В 1950 году Новая Зеландия, не разрывая дипотношения с СССР, закрывает в Москве свое посольство: новозеландцам с таким Советским Союзом больше делать было нечего. Правда, не без оговорок.

Любопытно, что за человек возглавлял первую новозеландскую дипмиссию в Москве на последнем этапе её существования.

Передача дел

Временным поверенным в делах Новой Зеландии в Советском Союзе был в то время тот самый человек, кого перевели в дипломаты из солдат: тот самый, кто неожиданно выступил очень толковым переводчиком во время встречи новозеландских войск и советских военных в 1943 году в Италии. И тот самый, которого потом подозревали в том, что он шпионил на большевиков.

В СССР он прибыл уже в 1944 году. Пофантазируем, как мог складываться его рабочий день, скажем, осенью 1944 года.

Напомню, что новозеландская миссия тогда располагалась на улице, которую большевики переименовали в Метростроевскую (ныне опять Остоженка). Ну, а ближайшая станция метро (тогда имени Лазаря Кагановича) – это «Дворец Советов» (ныне «Кропоткинская»).

Так что за товарищ вышел из дипломатической миссии Новой Зеландии и пошёл к метро?

Underground

…Кассир Антонина Васильевна Лебедева считала, что в жизни ей сильно повезло. Судите сами: отца в 1930-м раскулачили. Но в отличие от соседей семью не сослали в Сибирь, потому что отец, не пережив всего этого, вовремя умер.
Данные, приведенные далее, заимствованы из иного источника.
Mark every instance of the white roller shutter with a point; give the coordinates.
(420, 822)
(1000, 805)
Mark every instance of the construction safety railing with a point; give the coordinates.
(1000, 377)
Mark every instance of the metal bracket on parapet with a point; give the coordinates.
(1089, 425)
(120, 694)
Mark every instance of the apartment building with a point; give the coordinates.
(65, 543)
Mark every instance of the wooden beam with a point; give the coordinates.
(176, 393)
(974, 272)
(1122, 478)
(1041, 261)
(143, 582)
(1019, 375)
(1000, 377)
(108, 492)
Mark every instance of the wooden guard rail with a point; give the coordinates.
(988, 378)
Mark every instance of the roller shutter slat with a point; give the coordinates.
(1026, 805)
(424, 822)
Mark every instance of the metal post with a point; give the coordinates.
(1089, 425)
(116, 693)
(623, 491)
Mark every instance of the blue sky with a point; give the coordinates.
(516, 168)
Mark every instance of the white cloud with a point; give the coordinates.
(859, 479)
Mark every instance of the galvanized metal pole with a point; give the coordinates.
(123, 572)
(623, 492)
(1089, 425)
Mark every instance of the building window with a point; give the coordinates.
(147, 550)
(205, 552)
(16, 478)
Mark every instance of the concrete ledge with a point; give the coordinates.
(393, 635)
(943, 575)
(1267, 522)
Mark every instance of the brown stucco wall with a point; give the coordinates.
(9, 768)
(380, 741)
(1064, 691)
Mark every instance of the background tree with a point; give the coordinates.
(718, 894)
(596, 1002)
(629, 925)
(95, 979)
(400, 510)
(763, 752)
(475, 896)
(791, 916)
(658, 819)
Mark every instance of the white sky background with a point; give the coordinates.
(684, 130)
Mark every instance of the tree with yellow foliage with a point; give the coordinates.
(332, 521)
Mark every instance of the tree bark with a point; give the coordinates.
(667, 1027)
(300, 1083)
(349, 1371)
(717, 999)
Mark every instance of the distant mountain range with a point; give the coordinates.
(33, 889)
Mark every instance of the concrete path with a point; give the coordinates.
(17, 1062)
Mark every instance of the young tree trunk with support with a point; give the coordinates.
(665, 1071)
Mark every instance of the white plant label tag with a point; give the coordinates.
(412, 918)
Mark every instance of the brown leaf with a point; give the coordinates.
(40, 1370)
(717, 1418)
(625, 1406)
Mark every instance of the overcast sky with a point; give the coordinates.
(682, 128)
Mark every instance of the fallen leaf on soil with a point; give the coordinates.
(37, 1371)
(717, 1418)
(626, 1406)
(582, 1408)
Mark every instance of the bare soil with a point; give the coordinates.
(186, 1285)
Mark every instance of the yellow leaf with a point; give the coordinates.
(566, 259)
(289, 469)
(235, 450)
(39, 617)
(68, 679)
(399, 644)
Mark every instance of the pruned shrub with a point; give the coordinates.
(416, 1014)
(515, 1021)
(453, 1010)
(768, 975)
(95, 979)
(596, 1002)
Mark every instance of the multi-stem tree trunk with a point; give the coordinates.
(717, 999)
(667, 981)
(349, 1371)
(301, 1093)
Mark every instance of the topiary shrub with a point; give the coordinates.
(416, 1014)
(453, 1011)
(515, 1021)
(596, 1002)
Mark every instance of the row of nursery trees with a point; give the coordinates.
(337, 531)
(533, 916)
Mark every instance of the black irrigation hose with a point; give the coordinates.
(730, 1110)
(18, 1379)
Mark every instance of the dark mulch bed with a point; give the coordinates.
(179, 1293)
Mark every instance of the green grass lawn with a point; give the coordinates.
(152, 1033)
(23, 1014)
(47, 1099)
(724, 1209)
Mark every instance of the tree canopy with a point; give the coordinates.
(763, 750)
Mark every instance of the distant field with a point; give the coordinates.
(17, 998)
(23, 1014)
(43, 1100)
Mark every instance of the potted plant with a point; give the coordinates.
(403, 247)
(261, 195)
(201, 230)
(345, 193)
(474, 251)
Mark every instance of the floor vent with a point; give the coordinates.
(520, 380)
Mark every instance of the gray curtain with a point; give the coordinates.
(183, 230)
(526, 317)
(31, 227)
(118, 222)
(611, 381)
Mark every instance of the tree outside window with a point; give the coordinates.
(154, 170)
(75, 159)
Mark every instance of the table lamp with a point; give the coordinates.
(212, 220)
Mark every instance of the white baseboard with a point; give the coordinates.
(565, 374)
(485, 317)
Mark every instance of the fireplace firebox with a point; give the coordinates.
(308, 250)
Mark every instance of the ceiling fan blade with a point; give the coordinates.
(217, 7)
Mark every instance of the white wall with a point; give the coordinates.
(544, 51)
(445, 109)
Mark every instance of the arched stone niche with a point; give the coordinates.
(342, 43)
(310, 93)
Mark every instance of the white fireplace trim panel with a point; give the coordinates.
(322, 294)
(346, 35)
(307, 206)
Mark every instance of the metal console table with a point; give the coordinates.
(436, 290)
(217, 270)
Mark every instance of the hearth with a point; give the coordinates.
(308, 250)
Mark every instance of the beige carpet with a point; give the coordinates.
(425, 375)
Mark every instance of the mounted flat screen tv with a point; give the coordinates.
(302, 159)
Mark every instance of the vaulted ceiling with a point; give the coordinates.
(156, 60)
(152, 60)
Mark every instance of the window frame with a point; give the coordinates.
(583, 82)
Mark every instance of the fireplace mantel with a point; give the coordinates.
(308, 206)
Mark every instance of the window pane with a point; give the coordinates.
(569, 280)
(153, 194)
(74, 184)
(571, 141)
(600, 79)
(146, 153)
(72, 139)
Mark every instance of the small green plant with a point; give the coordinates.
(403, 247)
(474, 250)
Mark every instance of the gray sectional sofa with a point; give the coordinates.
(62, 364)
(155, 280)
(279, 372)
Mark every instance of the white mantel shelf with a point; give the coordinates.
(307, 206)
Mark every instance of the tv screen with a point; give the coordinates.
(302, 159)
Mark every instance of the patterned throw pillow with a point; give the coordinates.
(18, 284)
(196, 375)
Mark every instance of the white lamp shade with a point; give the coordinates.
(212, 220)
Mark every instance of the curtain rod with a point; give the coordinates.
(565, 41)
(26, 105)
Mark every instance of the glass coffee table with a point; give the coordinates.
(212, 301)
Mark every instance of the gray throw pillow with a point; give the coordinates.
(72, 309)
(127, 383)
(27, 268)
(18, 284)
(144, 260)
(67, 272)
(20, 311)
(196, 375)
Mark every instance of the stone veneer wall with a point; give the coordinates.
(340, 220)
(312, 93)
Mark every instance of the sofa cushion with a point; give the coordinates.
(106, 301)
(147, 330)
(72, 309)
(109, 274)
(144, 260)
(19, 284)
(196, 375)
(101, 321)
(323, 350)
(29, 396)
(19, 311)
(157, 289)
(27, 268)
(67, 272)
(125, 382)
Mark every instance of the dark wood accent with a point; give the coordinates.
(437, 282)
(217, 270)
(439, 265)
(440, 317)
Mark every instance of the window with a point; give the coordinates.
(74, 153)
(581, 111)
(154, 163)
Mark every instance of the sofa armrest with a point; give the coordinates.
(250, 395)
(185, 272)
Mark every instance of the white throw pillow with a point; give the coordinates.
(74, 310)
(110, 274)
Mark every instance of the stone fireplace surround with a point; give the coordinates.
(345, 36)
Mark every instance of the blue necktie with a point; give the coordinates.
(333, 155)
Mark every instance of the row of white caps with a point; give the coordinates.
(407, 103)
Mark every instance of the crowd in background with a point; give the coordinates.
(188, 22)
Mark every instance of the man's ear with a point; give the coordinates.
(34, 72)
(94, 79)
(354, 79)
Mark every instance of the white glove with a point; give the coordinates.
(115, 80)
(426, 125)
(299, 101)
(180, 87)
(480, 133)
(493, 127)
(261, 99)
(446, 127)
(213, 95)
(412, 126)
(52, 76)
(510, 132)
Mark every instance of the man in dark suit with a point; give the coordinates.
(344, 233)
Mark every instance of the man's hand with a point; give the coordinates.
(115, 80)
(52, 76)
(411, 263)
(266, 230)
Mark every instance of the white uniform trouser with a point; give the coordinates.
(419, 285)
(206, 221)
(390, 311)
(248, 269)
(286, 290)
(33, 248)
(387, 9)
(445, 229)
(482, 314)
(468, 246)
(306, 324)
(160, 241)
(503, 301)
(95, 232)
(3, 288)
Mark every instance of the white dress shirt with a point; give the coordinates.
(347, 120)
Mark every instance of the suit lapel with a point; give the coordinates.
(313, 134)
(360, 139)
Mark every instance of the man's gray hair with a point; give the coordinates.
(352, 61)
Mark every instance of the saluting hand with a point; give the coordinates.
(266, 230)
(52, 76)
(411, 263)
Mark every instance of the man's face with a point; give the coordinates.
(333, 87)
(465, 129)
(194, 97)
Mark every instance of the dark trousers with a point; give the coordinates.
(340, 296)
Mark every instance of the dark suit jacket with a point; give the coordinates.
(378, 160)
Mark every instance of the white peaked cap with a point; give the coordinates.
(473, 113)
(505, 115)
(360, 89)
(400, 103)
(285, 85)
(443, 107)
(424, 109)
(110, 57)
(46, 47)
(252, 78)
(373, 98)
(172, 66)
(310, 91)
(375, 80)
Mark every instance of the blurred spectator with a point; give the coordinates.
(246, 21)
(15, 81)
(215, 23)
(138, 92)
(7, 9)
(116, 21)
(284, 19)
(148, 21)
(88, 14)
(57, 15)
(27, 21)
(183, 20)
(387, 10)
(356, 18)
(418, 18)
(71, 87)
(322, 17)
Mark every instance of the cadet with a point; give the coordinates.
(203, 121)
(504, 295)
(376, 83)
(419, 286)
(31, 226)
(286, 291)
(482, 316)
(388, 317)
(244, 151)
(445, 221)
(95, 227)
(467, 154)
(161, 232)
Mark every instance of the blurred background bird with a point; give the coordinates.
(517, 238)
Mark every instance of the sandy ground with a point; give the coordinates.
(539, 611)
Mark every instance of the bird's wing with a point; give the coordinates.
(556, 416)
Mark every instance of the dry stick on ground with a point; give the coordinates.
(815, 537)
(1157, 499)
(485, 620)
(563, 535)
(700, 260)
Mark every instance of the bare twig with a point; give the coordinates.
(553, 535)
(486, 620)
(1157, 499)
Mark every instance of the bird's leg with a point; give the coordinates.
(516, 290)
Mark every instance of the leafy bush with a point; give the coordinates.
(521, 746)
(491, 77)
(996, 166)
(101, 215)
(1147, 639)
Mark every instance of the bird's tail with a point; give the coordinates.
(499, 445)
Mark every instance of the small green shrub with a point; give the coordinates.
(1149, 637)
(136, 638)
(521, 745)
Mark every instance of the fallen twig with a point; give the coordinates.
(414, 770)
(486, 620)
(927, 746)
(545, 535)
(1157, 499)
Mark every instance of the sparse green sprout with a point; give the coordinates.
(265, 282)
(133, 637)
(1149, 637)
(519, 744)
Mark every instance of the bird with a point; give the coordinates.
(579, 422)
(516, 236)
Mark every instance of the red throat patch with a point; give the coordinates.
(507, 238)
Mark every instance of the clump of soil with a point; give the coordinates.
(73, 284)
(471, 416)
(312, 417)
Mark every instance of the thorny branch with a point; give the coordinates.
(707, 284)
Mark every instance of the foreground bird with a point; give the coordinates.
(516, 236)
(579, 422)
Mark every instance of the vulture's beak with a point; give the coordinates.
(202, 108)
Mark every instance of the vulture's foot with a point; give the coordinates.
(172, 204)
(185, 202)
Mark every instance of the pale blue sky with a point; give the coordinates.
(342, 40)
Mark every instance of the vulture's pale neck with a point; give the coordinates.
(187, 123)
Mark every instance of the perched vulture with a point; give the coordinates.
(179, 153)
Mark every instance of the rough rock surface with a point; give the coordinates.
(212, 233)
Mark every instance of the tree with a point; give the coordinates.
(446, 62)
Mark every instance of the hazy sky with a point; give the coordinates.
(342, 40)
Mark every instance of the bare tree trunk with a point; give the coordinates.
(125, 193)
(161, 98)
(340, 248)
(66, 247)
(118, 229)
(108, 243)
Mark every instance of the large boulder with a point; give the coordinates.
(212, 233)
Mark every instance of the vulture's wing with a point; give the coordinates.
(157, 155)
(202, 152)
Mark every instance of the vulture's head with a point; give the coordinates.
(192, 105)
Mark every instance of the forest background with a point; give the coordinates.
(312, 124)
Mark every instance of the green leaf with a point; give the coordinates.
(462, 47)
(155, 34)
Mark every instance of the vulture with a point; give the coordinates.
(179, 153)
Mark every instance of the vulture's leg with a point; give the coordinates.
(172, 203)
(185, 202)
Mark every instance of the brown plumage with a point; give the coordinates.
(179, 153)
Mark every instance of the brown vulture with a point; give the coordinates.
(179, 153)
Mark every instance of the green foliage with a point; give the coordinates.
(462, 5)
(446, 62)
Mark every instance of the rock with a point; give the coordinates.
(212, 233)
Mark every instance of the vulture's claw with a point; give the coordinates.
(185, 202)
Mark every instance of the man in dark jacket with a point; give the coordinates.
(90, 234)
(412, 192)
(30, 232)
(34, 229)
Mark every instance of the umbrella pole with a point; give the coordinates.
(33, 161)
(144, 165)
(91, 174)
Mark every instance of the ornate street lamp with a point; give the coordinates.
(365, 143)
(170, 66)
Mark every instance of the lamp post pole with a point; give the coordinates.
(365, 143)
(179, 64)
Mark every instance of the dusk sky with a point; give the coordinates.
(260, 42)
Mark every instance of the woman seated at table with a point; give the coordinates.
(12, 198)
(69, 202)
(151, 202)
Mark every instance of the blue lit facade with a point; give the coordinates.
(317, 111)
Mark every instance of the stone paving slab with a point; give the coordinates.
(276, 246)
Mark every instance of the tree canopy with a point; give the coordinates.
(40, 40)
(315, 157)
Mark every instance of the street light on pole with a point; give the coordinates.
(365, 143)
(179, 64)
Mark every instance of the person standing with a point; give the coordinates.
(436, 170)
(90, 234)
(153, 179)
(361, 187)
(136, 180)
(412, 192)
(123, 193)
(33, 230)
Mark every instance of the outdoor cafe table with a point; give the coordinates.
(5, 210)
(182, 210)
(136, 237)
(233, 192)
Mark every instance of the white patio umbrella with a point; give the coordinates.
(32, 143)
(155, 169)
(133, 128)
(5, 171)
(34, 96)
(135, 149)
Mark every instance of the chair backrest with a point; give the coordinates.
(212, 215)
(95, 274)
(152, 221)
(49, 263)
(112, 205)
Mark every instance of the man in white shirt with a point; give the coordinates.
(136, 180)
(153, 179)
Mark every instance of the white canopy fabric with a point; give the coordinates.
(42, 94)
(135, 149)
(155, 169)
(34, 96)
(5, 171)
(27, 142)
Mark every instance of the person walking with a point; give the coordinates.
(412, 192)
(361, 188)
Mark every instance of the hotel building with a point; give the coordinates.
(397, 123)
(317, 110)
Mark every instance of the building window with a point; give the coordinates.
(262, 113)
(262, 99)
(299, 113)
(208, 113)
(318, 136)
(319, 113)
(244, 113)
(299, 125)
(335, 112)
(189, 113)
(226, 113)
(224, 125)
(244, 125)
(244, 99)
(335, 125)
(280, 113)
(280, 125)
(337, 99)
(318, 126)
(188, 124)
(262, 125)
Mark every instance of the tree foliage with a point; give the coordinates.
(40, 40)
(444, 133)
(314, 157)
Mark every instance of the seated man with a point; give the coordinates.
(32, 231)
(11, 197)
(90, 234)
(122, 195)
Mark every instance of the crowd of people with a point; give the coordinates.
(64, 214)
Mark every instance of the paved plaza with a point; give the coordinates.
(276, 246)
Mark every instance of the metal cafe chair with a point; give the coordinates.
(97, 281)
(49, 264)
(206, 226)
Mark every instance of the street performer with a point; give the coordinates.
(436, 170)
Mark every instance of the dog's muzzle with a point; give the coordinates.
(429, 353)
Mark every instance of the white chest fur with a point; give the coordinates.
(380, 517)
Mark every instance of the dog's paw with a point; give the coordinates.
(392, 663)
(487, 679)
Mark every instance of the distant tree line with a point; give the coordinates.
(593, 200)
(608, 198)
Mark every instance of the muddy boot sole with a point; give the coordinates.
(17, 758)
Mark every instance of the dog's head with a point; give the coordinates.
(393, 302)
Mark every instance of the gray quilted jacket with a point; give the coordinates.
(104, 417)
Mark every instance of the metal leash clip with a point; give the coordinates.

Как говорили в их деревне Васильчиновка (теперь в колхозе «Путь Ильича»), действительно повезло.

Повезло ей, и когда она смогла выправить себе паспорт и бежать в Москву. Повезло и тогда, когда столичная паспортистка понимающе кивнула, увидев её тогда ещё девичью фамилию.

– Классово верная у вас фамилия. «Графская» – это значит, до революции ваши работали на графьёв, а фамилию такую получили при отмене крепостного права.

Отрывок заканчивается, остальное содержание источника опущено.